Mangelndes Interesse und Verzögerung setzen Vorbereitungsgruppe unter Druck.
Stuttgart - Das mangelhafte Bürgerinteresse und die erzwungene Verzögerung des Auftakts setzen die Vorbereitungsgruppe des Filder-Dialogs unter Druck: Am Freitag will sie das ambitionierte Projekt retten – sofern das noch möglich ist.
Den Entschluss, den für Freitag geplanten Start des Filder-Dialogs auf den 16. Juni zu vertagen, hatten die 17-köpfige Vorbereitungsgruppe und Moderator Ludwig Weitz am Montagabend bei einer Telefonkonferenz getroffen. Freitagnachmittag wird sich die sogenannte Spurgruppe erstmals nach dem folgenschweren Beschluss leibhaftig treffen. Sechs Stunden sind für die interne Diskussion vorgesehen. Die Zeichen stehen auf Sturm.

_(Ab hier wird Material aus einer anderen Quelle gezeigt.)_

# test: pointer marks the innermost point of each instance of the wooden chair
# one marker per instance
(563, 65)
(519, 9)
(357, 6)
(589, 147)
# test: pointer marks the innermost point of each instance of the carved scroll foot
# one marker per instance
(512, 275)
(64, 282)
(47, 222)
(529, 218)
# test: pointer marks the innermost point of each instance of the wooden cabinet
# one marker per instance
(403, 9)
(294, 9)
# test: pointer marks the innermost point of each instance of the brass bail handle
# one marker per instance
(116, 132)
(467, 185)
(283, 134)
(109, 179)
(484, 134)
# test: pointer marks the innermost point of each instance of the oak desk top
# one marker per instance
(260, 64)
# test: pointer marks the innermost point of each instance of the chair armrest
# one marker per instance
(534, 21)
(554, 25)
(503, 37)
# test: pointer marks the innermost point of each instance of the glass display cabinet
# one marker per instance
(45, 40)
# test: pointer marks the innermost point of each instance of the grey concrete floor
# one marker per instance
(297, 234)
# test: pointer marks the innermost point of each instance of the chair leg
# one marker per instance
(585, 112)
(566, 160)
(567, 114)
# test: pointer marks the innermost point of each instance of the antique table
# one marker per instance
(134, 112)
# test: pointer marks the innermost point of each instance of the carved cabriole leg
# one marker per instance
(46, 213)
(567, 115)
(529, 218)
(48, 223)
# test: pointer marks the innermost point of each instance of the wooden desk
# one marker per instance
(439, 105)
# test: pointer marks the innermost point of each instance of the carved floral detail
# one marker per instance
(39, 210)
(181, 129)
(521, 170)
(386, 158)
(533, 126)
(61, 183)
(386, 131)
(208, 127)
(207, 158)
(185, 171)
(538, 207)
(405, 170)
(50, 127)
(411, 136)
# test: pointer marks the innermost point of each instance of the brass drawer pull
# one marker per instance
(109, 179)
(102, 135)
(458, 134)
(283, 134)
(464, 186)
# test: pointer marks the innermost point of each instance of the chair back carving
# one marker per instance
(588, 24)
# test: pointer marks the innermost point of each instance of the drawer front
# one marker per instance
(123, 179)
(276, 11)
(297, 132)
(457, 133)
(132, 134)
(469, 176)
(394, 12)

„In seiner jetzigen Form ist der Filder-Dialog gescheitert“, urteilt Steffen Siegel, Vorsitzender der Schutzgemeinschaft Filder. Weil die von Moderator Weitz entworfene Struktur der Debatte „keine echte Bürgerbeteiligung“ zulasse, müsse man sich nicht wundern, wenn der Bürger dem Dialog fernbleibe, argumentiert Siegel.
Im Verfahren steckt noch „genug Brisanz“
Beim Filder-Dialog soll über die beste Schienenanbindung des Flughafens und der Filder an das Bahnprojekt Stuttgart 21 diskutiert werden. Im Plenum sollen nach der Vorstellung von Weitz nicht nur 86 Spezialisten aus dem Pro-und-Contra-S-21-Lager teilnehmen, sondern auch 80 Bürger. Doch auf Bitte von Staatsrätin Gisela Erler (Grüne) – zuständig in der Landesregierung für Bürgerbeteiligung – wollten nur fünf der 240 repräsentativ ausgewählten Bürger am Dialog teilnehmen. Als Reaktion auf die dürftige Quote wurde der Dialogstart verschoben.
Selbst wenn es im zweiten Anlauf gelingen sollte, die 80 Plätze zu füllen, stecke noch „genug Brisanz“ im Verfahren, warnt Siegel. Engagierte Bürger, alternative Verkehrsverbände und Initiativen hätten mit hohem Aufwand und Sachverstand eigene Pläne für den Dialog entwickelt, so Siegel. „Wenn solche Varianten nicht gleichrangig mit den Plänen der Bahn im Plenum diskutiert werden dürfen, schließe ich nicht aus, dass die betreffenden Teilnehmer den Dialog verlassen“, sagt Siegel. Damit wäre das Projekt Bürgerbeteiligung gescheitert.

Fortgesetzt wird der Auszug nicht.